I have an X-pro1 (same sensor as X-e1) I'm getting good results using LR4.2 on 90% of my raw files. The RAW conversion could and should be improved but for my criteria I (and others) find the results to be just fine. Everyone has their own criteria but many Fuji users are pleased with the image quality.
I'm in the same boat. It's interesting how something that is sometimes an issue becomes an all out fact. There are plenty of people (including me) who have seen some of the issues with RAW in ACR/LR, but they are a tiny portion of shots, and only with some subject matter.
Overall, I find the output outstanding.
Another oft-quoted mark against the Fujis is the 'limited' lens selection. For some people it may be limited. There is currently only one zoom. What I find though is that this is a limitation for only a small number of people. It's one of those largely theoretical limitations. It's certainly nice to buy in to a system with a vast lens array, but how many serious photographers buy a vast array, and how many of those actually use them.
If the current or planned Fuji lineup suits your style and subject matter, then compare on that basis. if it doesn't, then don't consider Fuji at all. But if you are in the former camp, the Fuji is, for me, a superior camera. I assume the Fuji lens lineup must be nearly appropriate, because otherwise why would you raise the XE-1 as an option?

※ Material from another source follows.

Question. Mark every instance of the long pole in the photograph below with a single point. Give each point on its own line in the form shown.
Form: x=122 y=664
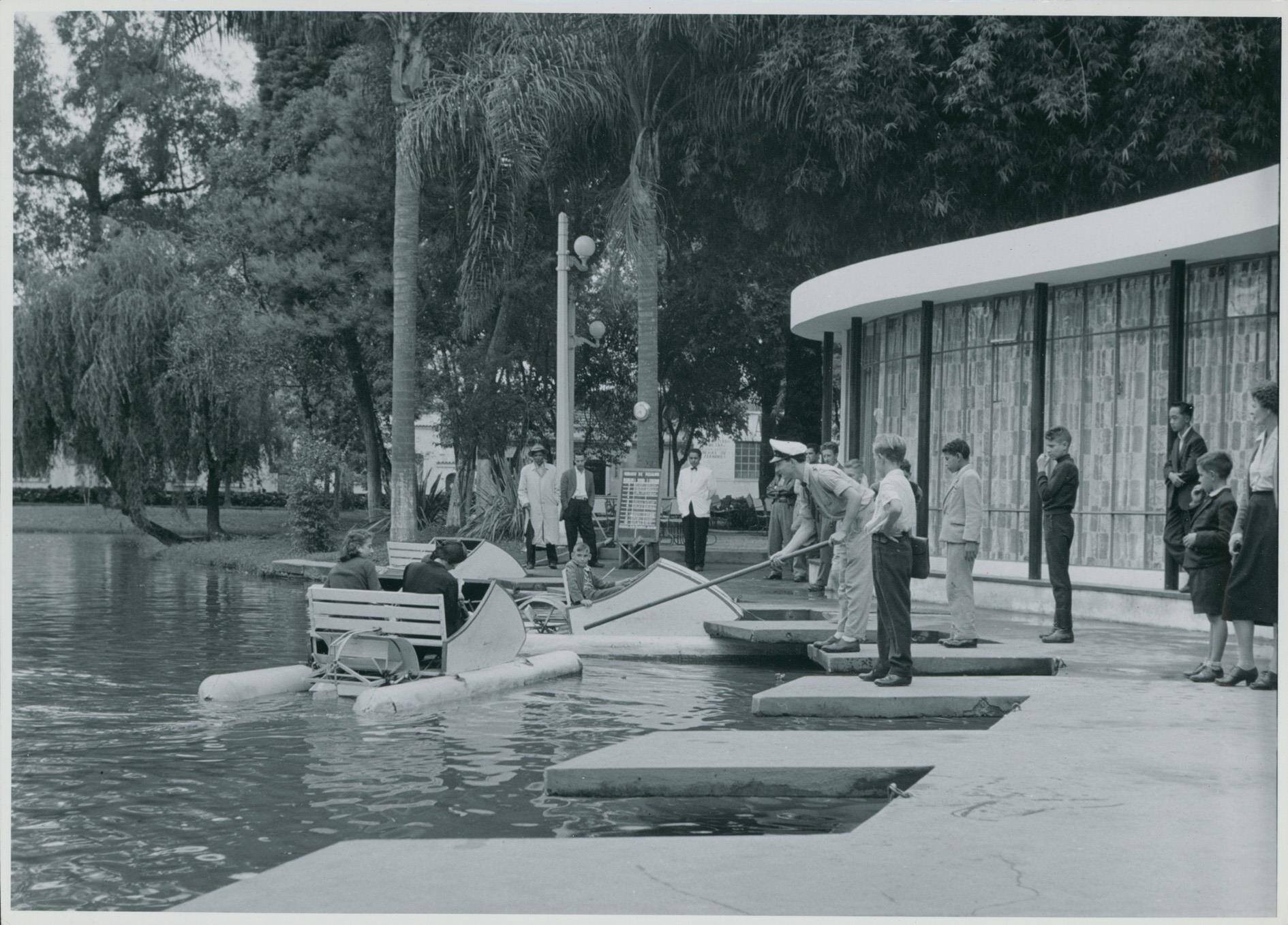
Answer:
x=701 y=587
x=563 y=371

I love the OMD on paper. What a versatile camera! But I don't need most of the lenses on offer. More importantly, I don't like the camera 'in person'. The Fujis (X-Pro 1 or XE-1) are well made and have superb control and ergonomics. Output is superb, limited only by the photographer. I don't need the tilting screen of the OMD. The EVF is good, but in my experience no better than the XE-1, which I consider (for my needs) to be superior. The OMD has faster autofocus, but that is of no advantage to my landscape and documentary work.
I suppose I could wander through the advantages and disadvantages of each camera. But I think it's more important to start with what you shoot, and how you shoot. if you want the best possible files in a camera that's easy to control, and you don't need any of the features the OMD boasts, then the Fuji is worth a serious try.
The personal bond you have with a camera is important. I'll repeat: I admire the OMD on paper, but in person it's cramped, has an overly complex UI, boasts features I don't need, and just isn't fun. I find the Fujis' addictive.
As others have noted, it's great to have the choice. I would simply caution against buying on feature list alone. Love your camera and you'll use it a lot more.